Es, sin embargo, un juego al límite el que están jugando los Fernández. Alberto, a diferencia de lo que ocurría, por ejemplo, el 9 de julio, cuando Cristina lo desairó públicamente por el encuentro con empresarios y él procuró pacientemente hacerle entender sus razones, empieza a mostrar signos de cansancio. “A veces se le nota que se está hinchando las bolas”, lo describe gráficamente uno de sus amigos. Quizás la avanzada contra la Corte no sea suficiente.

Cortados. “Nunca hubo un ataque tan frontal desde el Poder Ejecutivo como este”, sintetiza un hombre clave del entorno de uno de los supremos. Es que se viven horas dramáticas en el cuarto piso de Tribunales: desde allí cuentan que ni en sus pesadillas más radicales podían imaginar la carta de CFK ni por su forma ni por su tiempo ni su contenido, temores que se debatieron el martes 15 en un zoom en el que participaron todos los integrantes de la Corte. “La carta es incorrecta sobre el 280, algo que se usó siempre, es en un momento extraño, justo después de que la Comisión Beraldi propone una reforma judicial, y es además un ataque contra las instituciones republicanas”, sintetizan desde aquel costado de la grieta.

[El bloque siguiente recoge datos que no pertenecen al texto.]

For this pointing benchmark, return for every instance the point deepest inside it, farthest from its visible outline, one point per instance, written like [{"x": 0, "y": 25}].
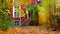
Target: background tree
[{"x": 5, "y": 20}]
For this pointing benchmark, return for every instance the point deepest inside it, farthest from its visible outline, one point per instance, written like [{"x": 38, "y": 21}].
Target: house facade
[{"x": 16, "y": 15}]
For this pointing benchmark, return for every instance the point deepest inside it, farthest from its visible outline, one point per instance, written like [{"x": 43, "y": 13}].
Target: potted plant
[{"x": 33, "y": 11}]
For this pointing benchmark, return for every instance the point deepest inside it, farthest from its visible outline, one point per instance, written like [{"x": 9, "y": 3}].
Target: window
[
  {"x": 16, "y": 23},
  {"x": 16, "y": 14}
]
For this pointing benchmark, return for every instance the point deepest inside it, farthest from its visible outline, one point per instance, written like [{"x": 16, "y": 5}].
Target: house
[{"x": 16, "y": 15}]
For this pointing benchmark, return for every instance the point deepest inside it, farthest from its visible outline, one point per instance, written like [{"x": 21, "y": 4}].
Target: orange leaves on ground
[{"x": 24, "y": 30}]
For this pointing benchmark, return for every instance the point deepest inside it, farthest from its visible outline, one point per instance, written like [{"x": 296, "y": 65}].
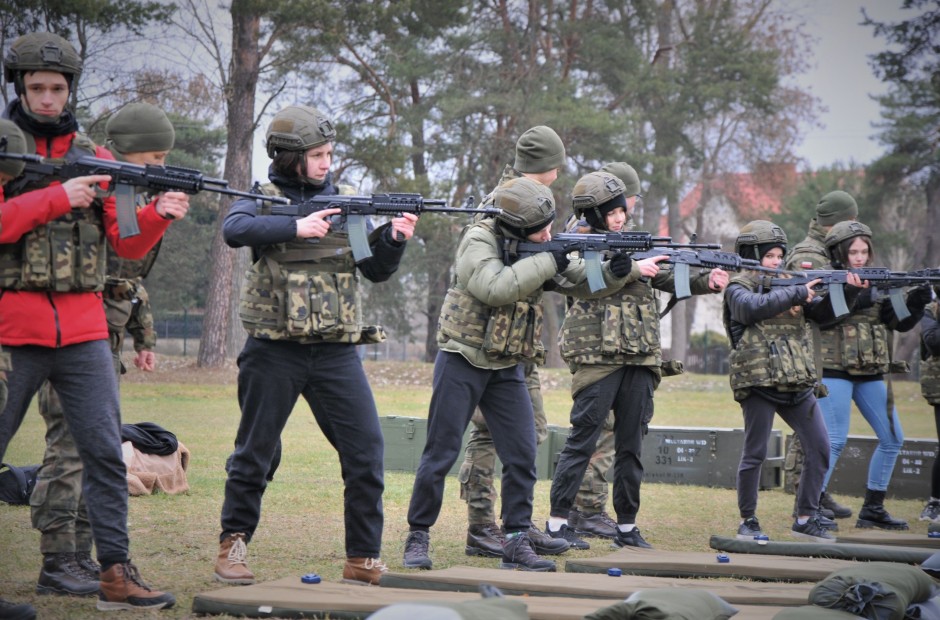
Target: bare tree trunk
[{"x": 240, "y": 106}]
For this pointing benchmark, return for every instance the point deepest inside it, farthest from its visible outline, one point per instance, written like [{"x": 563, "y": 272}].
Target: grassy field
[{"x": 174, "y": 538}]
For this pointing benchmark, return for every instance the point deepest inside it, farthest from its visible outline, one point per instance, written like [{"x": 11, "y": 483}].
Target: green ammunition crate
[
  {"x": 911, "y": 477},
  {"x": 405, "y": 438}
]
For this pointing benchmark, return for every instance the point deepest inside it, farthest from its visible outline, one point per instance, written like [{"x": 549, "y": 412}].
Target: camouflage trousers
[
  {"x": 595, "y": 489},
  {"x": 57, "y": 506},
  {"x": 793, "y": 465},
  {"x": 479, "y": 466}
]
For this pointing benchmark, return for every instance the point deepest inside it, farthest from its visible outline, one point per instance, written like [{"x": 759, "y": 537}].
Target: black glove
[
  {"x": 621, "y": 264},
  {"x": 918, "y": 298},
  {"x": 561, "y": 260}
]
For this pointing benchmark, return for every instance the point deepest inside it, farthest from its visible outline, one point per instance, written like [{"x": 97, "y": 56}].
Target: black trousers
[
  {"x": 459, "y": 387},
  {"x": 272, "y": 374},
  {"x": 629, "y": 392}
]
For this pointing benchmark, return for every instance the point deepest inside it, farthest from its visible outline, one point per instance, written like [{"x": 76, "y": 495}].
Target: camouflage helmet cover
[
  {"x": 41, "y": 51},
  {"x": 12, "y": 140},
  {"x": 595, "y": 188},
  {"x": 760, "y": 233},
  {"x": 298, "y": 128},
  {"x": 527, "y": 206}
]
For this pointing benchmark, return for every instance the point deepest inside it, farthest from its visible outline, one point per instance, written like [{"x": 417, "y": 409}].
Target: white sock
[{"x": 555, "y": 523}]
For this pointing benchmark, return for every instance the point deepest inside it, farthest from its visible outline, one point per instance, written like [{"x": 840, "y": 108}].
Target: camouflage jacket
[
  {"x": 296, "y": 290},
  {"x": 771, "y": 346},
  {"x": 491, "y": 314},
  {"x": 930, "y": 354}
]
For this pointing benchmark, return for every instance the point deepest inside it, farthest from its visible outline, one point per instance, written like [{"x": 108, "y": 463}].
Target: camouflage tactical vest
[
  {"x": 614, "y": 329},
  {"x": 775, "y": 353},
  {"x": 858, "y": 345},
  {"x": 304, "y": 291},
  {"x": 509, "y": 332},
  {"x": 930, "y": 368},
  {"x": 67, "y": 254}
]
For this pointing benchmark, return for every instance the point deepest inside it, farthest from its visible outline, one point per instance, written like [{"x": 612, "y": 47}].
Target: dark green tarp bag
[
  {"x": 874, "y": 590},
  {"x": 667, "y": 604}
]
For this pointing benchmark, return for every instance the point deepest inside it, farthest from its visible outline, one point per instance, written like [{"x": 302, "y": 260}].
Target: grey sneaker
[
  {"x": 931, "y": 512},
  {"x": 566, "y": 533},
  {"x": 750, "y": 530},
  {"x": 417, "y": 548},
  {"x": 812, "y": 531}
]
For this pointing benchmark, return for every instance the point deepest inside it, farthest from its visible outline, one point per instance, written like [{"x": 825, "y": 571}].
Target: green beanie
[
  {"x": 15, "y": 143},
  {"x": 626, "y": 173},
  {"x": 539, "y": 150},
  {"x": 835, "y": 207},
  {"x": 139, "y": 128}
]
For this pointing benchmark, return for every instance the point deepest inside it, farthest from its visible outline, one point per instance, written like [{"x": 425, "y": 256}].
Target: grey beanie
[
  {"x": 835, "y": 207},
  {"x": 140, "y": 128},
  {"x": 539, "y": 150},
  {"x": 14, "y": 142}
]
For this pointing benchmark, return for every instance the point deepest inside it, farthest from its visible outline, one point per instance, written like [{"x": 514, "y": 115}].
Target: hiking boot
[
  {"x": 931, "y": 511},
  {"x": 543, "y": 544},
  {"x": 812, "y": 531},
  {"x": 417, "y": 547},
  {"x": 631, "y": 539},
  {"x": 16, "y": 611},
  {"x": 232, "y": 564},
  {"x": 122, "y": 588},
  {"x": 62, "y": 575},
  {"x": 88, "y": 564},
  {"x": 486, "y": 539},
  {"x": 750, "y": 530},
  {"x": 839, "y": 511},
  {"x": 364, "y": 571},
  {"x": 566, "y": 533},
  {"x": 518, "y": 555},
  {"x": 597, "y": 524},
  {"x": 873, "y": 513}
]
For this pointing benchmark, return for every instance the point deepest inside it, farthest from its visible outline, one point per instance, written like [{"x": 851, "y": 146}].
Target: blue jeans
[{"x": 871, "y": 398}]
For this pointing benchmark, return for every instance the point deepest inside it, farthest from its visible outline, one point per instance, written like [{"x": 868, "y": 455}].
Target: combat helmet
[
  {"x": 527, "y": 207},
  {"x": 298, "y": 128},
  {"x": 595, "y": 195},
  {"x": 12, "y": 140},
  {"x": 41, "y": 51},
  {"x": 840, "y": 233},
  {"x": 756, "y": 238}
]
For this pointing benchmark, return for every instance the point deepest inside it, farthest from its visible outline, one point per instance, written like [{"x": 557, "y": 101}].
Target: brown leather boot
[
  {"x": 232, "y": 563},
  {"x": 122, "y": 588},
  {"x": 364, "y": 571}
]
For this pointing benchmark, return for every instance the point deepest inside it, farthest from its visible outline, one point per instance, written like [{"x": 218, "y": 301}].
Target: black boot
[
  {"x": 61, "y": 574},
  {"x": 873, "y": 513}
]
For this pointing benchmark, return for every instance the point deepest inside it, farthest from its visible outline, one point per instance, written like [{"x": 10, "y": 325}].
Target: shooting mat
[
  {"x": 289, "y": 598},
  {"x": 656, "y": 563},
  {"x": 897, "y": 539},
  {"x": 584, "y": 585},
  {"x": 869, "y": 553}
]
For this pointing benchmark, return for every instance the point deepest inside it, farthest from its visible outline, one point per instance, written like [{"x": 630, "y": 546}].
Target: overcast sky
[{"x": 843, "y": 79}]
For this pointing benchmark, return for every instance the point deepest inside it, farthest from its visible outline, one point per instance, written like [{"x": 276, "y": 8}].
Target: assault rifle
[
  {"x": 126, "y": 177},
  {"x": 590, "y": 246},
  {"x": 879, "y": 277},
  {"x": 357, "y": 209}
]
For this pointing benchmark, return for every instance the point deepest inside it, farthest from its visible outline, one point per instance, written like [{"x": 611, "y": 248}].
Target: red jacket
[{"x": 47, "y": 318}]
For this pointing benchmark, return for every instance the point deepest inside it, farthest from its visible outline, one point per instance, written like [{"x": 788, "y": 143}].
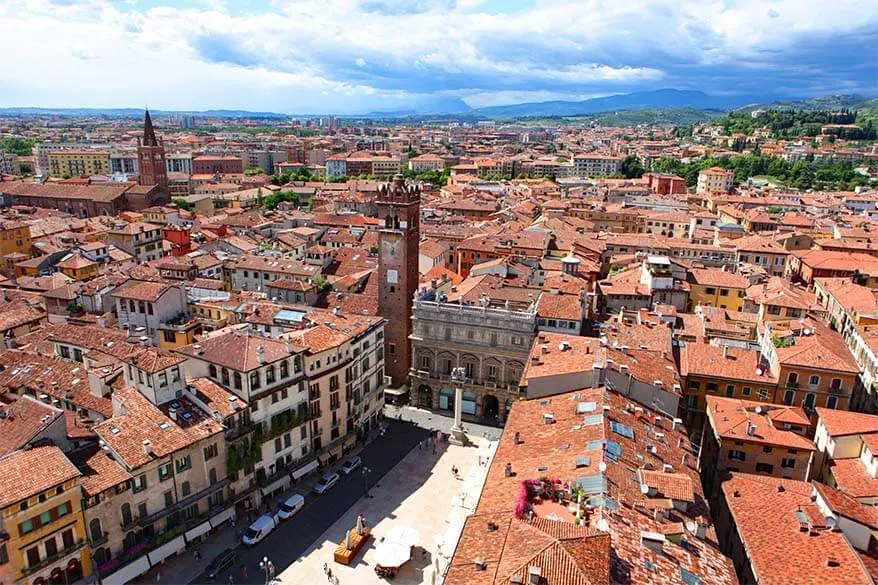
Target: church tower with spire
[{"x": 153, "y": 168}]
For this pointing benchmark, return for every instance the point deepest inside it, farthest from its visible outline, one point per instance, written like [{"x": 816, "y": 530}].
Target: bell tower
[
  {"x": 398, "y": 207},
  {"x": 152, "y": 169}
]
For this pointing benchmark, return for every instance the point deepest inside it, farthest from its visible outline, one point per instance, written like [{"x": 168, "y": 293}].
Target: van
[
  {"x": 291, "y": 506},
  {"x": 260, "y": 528}
]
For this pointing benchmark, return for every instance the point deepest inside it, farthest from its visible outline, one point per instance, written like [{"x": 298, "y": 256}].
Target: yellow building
[
  {"x": 75, "y": 163},
  {"x": 41, "y": 513},
  {"x": 713, "y": 287},
  {"x": 14, "y": 237}
]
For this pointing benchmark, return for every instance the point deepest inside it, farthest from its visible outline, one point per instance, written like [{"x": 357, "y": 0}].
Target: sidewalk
[
  {"x": 421, "y": 493},
  {"x": 184, "y": 568}
]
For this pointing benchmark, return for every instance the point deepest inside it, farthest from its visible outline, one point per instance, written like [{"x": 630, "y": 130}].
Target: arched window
[
  {"x": 95, "y": 530},
  {"x": 126, "y": 514}
]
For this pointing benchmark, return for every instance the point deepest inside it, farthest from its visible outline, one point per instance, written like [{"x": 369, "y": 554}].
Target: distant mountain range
[{"x": 452, "y": 107}]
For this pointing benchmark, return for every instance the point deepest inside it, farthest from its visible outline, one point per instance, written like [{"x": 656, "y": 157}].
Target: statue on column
[{"x": 458, "y": 435}]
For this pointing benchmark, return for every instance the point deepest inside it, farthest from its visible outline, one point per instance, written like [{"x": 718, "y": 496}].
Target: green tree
[{"x": 182, "y": 204}]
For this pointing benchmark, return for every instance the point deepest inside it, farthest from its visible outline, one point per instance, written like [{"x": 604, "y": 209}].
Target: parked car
[
  {"x": 221, "y": 563},
  {"x": 291, "y": 506},
  {"x": 351, "y": 464},
  {"x": 260, "y": 528},
  {"x": 326, "y": 481}
]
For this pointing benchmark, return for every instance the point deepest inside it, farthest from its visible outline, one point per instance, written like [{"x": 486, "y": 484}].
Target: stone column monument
[{"x": 458, "y": 435}]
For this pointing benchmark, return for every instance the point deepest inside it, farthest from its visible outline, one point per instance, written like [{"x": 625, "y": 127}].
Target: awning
[
  {"x": 198, "y": 530},
  {"x": 167, "y": 549},
  {"x": 282, "y": 483},
  {"x": 128, "y": 572},
  {"x": 223, "y": 516},
  {"x": 305, "y": 469}
]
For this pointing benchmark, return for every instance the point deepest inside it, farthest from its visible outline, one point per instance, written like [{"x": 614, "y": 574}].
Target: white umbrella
[
  {"x": 391, "y": 554},
  {"x": 404, "y": 535}
]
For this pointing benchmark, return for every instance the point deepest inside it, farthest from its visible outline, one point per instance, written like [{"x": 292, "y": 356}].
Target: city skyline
[{"x": 356, "y": 56}]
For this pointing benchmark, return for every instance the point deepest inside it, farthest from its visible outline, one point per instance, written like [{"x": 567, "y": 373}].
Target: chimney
[{"x": 653, "y": 541}]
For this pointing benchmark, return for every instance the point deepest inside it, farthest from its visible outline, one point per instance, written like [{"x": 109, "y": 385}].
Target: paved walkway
[{"x": 420, "y": 492}]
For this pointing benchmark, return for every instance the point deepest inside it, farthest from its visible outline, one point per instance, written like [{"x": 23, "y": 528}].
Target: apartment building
[
  {"x": 635, "y": 505},
  {"x": 759, "y": 516},
  {"x": 143, "y": 306},
  {"x": 15, "y": 238},
  {"x": 715, "y": 180},
  {"x": 76, "y": 163},
  {"x": 41, "y": 519},
  {"x": 713, "y": 287},
  {"x": 159, "y": 481},
  {"x": 594, "y": 165},
  {"x": 754, "y": 437},
  {"x": 491, "y": 341},
  {"x": 812, "y": 364},
  {"x": 713, "y": 370},
  {"x": 141, "y": 240}
]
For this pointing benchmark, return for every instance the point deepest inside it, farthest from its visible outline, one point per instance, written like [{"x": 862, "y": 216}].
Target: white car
[
  {"x": 351, "y": 464},
  {"x": 326, "y": 481},
  {"x": 291, "y": 506}
]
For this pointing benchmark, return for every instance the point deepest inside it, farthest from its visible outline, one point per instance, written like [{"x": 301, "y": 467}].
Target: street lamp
[
  {"x": 366, "y": 471},
  {"x": 267, "y": 566}
]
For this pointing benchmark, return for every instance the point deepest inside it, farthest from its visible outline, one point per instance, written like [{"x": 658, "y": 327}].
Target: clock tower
[{"x": 398, "y": 207}]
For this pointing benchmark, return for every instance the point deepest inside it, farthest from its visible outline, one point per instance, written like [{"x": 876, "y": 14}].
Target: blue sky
[{"x": 350, "y": 56}]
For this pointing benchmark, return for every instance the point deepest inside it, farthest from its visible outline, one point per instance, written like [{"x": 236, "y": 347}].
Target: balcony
[{"x": 52, "y": 559}]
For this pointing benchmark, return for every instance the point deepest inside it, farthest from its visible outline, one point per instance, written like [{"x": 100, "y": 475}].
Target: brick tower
[
  {"x": 398, "y": 208},
  {"x": 151, "y": 158}
]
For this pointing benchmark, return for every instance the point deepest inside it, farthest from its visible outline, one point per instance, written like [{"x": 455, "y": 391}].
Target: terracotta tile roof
[
  {"x": 843, "y": 422},
  {"x": 731, "y": 363},
  {"x": 591, "y": 436},
  {"x": 141, "y": 420},
  {"x": 238, "y": 351},
  {"x": 59, "y": 379},
  {"x": 851, "y": 476},
  {"x": 560, "y": 306},
  {"x": 731, "y": 418},
  {"x": 18, "y": 476},
  {"x": 22, "y": 420},
  {"x": 769, "y": 514},
  {"x": 846, "y": 505},
  {"x": 99, "y": 470},
  {"x": 141, "y": 290}
]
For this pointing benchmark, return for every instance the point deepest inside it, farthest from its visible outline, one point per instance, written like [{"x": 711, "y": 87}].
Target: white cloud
[{"x": 365, "y": 53}]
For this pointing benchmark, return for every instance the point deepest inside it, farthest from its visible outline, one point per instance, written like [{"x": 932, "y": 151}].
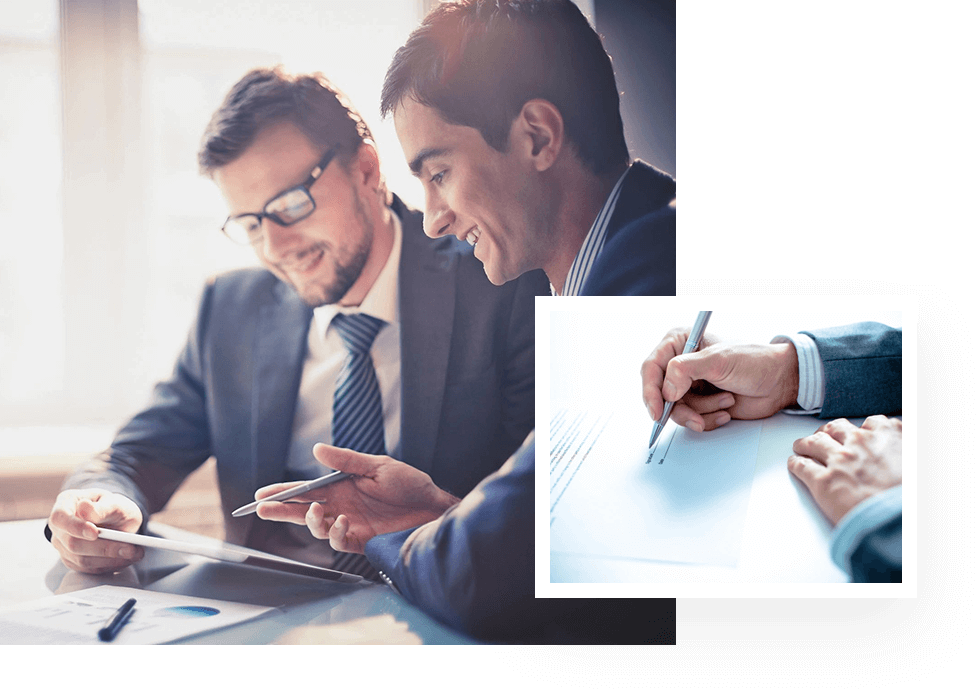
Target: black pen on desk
[
  {"x": 692, "y": 342},
  {"x": 114, "y": 623}
]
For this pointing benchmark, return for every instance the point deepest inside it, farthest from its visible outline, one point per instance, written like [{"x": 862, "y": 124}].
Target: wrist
[{"x": 788, "y": 374}]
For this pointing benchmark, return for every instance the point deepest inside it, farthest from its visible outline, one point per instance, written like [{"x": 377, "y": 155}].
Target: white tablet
[{"x": 231, "y": 553}]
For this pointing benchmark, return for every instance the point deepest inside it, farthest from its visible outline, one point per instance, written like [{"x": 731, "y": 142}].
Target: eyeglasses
[{"x": 287, "y": 208}]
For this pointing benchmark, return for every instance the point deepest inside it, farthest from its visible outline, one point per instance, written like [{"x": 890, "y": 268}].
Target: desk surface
[
  {"x": 785, "y": 536},
  {"x": 32, "y": 569}
]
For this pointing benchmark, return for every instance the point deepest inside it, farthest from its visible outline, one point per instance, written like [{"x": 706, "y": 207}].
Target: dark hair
[
  {"x": 477, "y": 62},
  {"x": 263, "y": 97}
]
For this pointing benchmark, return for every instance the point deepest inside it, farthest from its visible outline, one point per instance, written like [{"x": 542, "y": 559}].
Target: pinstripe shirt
[{"x": 593, "y": 243}]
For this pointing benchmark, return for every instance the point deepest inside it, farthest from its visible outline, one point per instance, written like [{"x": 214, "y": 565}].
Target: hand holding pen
[
  {"x": 718, "y": 382},
  {"x": 692, "y": 343}
]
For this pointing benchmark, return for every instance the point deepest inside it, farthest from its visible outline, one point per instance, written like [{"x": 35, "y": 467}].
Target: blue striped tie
[{"x": 358, "y": 417}]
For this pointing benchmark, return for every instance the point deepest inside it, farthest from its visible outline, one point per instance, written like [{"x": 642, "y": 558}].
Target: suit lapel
[
  {"x": 644, "y": 190},
  {"x": 427, "y": 310},
  {"x": 280, "y": 348}
]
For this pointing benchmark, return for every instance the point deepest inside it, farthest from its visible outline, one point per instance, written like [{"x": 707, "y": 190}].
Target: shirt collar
[
  {"x": 591, "y": 248},
  {"x": 381, "y": 299}
]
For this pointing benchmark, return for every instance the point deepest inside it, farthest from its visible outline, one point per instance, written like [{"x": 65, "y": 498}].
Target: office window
[{"x": 108, "y": 230}]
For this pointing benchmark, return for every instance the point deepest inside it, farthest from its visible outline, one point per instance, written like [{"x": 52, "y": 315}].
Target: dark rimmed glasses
[{"x": 288, "y": 208}]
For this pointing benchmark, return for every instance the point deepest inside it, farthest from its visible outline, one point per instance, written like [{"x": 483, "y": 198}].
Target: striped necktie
[{"x": 358, "y": 416}]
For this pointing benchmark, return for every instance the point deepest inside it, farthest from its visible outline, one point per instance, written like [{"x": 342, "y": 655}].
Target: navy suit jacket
[
  {"x": 472, "y": 568},
  {"x": 863, "y": 369},
  {"x": 864, "y": 375},
  {"x": 467, "y": 359},
  {"x": 639, "y": 254}
]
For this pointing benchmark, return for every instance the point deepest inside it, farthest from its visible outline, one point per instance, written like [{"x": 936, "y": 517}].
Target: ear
[
  {"x": 539, "y": 131},
  {"x": 365, "y": 166}
]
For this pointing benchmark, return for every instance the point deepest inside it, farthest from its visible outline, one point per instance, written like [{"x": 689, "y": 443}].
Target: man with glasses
[{"x": 360, "y": 332}]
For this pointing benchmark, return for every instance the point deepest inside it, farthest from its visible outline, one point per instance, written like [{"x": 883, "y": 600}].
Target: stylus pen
[
  {"x": 114, "y": 623},
  {"x": 692, "y": 342},
  {"x": 292, "y": 492}
]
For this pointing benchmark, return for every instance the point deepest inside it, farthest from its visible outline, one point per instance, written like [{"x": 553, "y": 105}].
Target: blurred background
[{"x": 108, "y": 232}]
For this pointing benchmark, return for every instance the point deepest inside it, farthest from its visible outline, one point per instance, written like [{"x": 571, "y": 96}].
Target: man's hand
[
  {"x": 843, "y": 465},
  {"x": 718, "y": 382},
  {"x": 73, "y": 519},
  {"x": 383, "y": 496}
]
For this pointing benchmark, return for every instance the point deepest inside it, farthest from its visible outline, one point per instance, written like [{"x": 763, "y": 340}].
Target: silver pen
[
  {"x": 292, "y": 492},
  {"x": 695, "y": 335}
]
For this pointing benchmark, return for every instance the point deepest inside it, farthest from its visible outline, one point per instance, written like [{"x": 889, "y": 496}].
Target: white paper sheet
[
  {"x": 75, "y": 618},
  {"x": 683, "y": 502}
]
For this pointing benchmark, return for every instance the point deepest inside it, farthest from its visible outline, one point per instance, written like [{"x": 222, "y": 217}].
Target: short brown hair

Sin embargo, en algo parece tener razón CFK: la Corte actuó como una corporación y se cerró sobre sí misma. La carta llegó en un momento en que la relación entre Carlos Rosenkrantz, su presidente, y Ricardo Lorenzetti, que ocupó esa silla durante 11 años, era más que complicada, misma tensión que se vive con los otros miembros de la Corte. Pero la carta tuvo un efecto inesperado: los supremos se abroquelaron y decidieron posponer las diferencias hasta que capee el temporal. La retirada estratégica, en la que acordaron no recoger el guante y no devolver las críticas en público –aunque Lorenzetti no se pudo resistir y en una columna en Infobae el domingo 13 se quejó de “las descalificaciones”, y de cómo “se impugna a los árbitros”–, está pensada por lo que viene: en el verano la Corte va a decidir sobre la causa Vialidad y la condena a Lázaro Báez, además de que, con el calendario electoral, los supremos se pueden volver a transformar en parte del debate de campaña. O quizá vuelvan a ser ofrecidos en sacrificio, si las tensiones entre el Presidente y la vice lo vuelven a requerir.